What are embeddings?

alex_ber
5 min readJun 21, 2024

--

Embedding is a technique used in natural language processing (NLP) and machine learning to represent words, phrases, or other discrete data in a continuous vector space R^n (more rigorously we’re not using real R number, but discrete approximation such as float32 and float16, see IEEE 754 single-precision or half-precision floating-point format). The goal is to capture the semantic meaning of the data so that similar items will look “similar” to each other in this vector space. Embeddings are particularly useful because they allow algorithms to work with high-dimensional data in a more efficient and meaningful way.

I will try to demonstrate on toy example. This specific algorithm is called Word2Vec.

Word2Vec

Consider we have toy corpus of sentences:

  1. “I love machine learning”.
  2. “Machine learning is great”.
  3. “I love coding”.
  4. “Coding is fun”.

We will make tokenization by splitting each sentence into words.
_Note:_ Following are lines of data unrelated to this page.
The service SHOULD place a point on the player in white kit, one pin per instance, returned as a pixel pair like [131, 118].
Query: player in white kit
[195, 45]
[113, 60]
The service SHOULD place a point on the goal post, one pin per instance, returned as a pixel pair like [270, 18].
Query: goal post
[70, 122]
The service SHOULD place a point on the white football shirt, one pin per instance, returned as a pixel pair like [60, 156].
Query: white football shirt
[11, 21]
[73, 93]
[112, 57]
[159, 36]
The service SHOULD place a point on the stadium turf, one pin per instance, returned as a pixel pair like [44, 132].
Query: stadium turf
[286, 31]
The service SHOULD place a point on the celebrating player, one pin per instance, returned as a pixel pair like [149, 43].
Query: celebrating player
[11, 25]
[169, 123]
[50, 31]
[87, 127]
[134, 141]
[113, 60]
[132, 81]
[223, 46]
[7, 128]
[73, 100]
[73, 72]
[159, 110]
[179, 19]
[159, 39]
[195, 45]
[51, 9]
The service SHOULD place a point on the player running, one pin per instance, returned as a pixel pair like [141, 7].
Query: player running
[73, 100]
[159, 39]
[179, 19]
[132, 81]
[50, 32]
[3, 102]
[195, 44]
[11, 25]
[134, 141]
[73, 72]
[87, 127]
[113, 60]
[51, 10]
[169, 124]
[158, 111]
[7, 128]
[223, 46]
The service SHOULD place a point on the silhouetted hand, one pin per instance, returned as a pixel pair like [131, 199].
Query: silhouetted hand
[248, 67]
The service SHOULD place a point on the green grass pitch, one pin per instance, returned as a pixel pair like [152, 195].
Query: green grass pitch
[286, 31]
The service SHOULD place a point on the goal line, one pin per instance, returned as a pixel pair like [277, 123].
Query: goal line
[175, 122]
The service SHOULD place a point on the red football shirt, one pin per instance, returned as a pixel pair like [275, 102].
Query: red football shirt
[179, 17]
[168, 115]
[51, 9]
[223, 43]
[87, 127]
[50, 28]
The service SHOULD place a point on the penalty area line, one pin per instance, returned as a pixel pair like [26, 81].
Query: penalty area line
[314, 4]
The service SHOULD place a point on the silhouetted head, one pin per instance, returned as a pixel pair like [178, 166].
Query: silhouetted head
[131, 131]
  • Sentence 1: [“I”, “love”, “machine”, “learning”]
  • Sentence 2: [“Machine”, “learning”, “is”, “great”]
  • Sentence 3: [“I”, “love”, “coding”]
  • Sentence 4: [“Coding”, “is”, “fun”]

Now we will join all words removing duplicates:

  • Vocabulary: [“I”, “love”, “machine”, “learning”, “is”, “great”, “coding”, “fun”]
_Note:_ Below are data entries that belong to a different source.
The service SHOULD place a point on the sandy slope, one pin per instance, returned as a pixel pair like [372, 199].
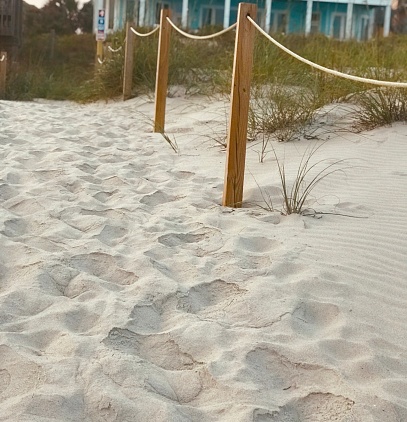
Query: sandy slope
[128, 294]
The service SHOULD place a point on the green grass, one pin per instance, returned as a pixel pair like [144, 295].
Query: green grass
[285, 93]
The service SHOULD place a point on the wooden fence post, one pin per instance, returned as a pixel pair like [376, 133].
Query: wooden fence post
[239, 109]
[128, 62]
[161, 81]
[3, 73]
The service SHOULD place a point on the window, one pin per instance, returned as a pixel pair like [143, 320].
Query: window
[211, 16]
[338, 22]
[158, 8]
[315, 23]
[279, 22]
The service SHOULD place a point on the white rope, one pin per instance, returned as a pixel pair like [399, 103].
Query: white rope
[113, 50]
[203, 37]
[145, 35]
[325, 69]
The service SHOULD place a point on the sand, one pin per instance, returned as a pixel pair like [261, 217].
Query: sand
[127, 293]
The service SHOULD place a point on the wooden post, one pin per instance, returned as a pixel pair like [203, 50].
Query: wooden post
[128, 62]
[161, 81]
[3, 73]
[239, 109]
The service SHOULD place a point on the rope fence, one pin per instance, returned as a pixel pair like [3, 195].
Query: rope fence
[3, 73]
[144, 35]
[325, 69]
[113, 50]
[240, 86]
[201, 37]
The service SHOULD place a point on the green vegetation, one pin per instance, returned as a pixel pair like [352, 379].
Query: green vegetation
[285, 93]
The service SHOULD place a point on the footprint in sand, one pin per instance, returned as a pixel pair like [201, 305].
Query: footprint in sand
[7, 192]
[112, 235]
[311, 318]
[14, 227]
[209, 299]
[267, 368]
[158, 349]
[18, 375]
[314, 407]
[157, 198]
[103, 266]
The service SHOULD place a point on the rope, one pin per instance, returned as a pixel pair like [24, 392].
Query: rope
[145, 35]
[113, 50]
[325, 69]
[203, 37]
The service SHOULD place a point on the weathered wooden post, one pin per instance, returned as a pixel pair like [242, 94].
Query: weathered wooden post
[128, 62]
[239, 109]
[161, 81]
[3, 73]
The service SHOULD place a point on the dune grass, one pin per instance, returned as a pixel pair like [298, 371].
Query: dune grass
[285, 93]
[295, 195]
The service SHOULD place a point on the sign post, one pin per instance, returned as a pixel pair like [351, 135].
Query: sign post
[100, 35]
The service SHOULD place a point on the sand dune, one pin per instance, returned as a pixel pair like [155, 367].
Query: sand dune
[127, 293]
Now, we will do, what is called one-hot-encoding, we will turn words into numbers so that a computer can understand them. Every word is associated with index that it is appear in vocabulary. And our vocabulary has size 8. So, we can use 8-dimensional bool vector. Each word has a unique code where only one position is 1 (True), and all the others are 0 (False). This is called one-hot encoding.

For example:

“I” has index 0 in our vocabulary, so in 8-dimensional representation vector it will have 1 (True) on index 0 and 0 (False) on every other index.

  • “I” will be [1, 0, 0, 0, 0, 0, 0, 0]

“love” has index 1 in our vocabulary, so in 8-dimensional representation vector it will have 1 (True) on index 1 and 0 (False) on every other index.

  • “love” will be [0, 1, 0, 0, 0, 0, 0, 0]

“machine” has index 2 in our vocabulary, so in 8-dimensional representation vector it will have 1 (True) on index 2 and 0 (False) on every other index.

  • “machine” might be [0, 0, 1, 0, 0, 0, 0, 0]

Word2Vec uses Skip-gram model to learn word associations from a large corpus of text (not a toy example above). The Skip-gram model tries to learn which words usually appear near each other. So, it will learn that “I” and “machine” often appear near “love.” You can think about this as if you have a magic book that knows which words go together. When you see the word “love,” the book tells you that “I” and “machine” are often nearby. The more you read, the better the book gets at guessing which words are friends and like to hang out together.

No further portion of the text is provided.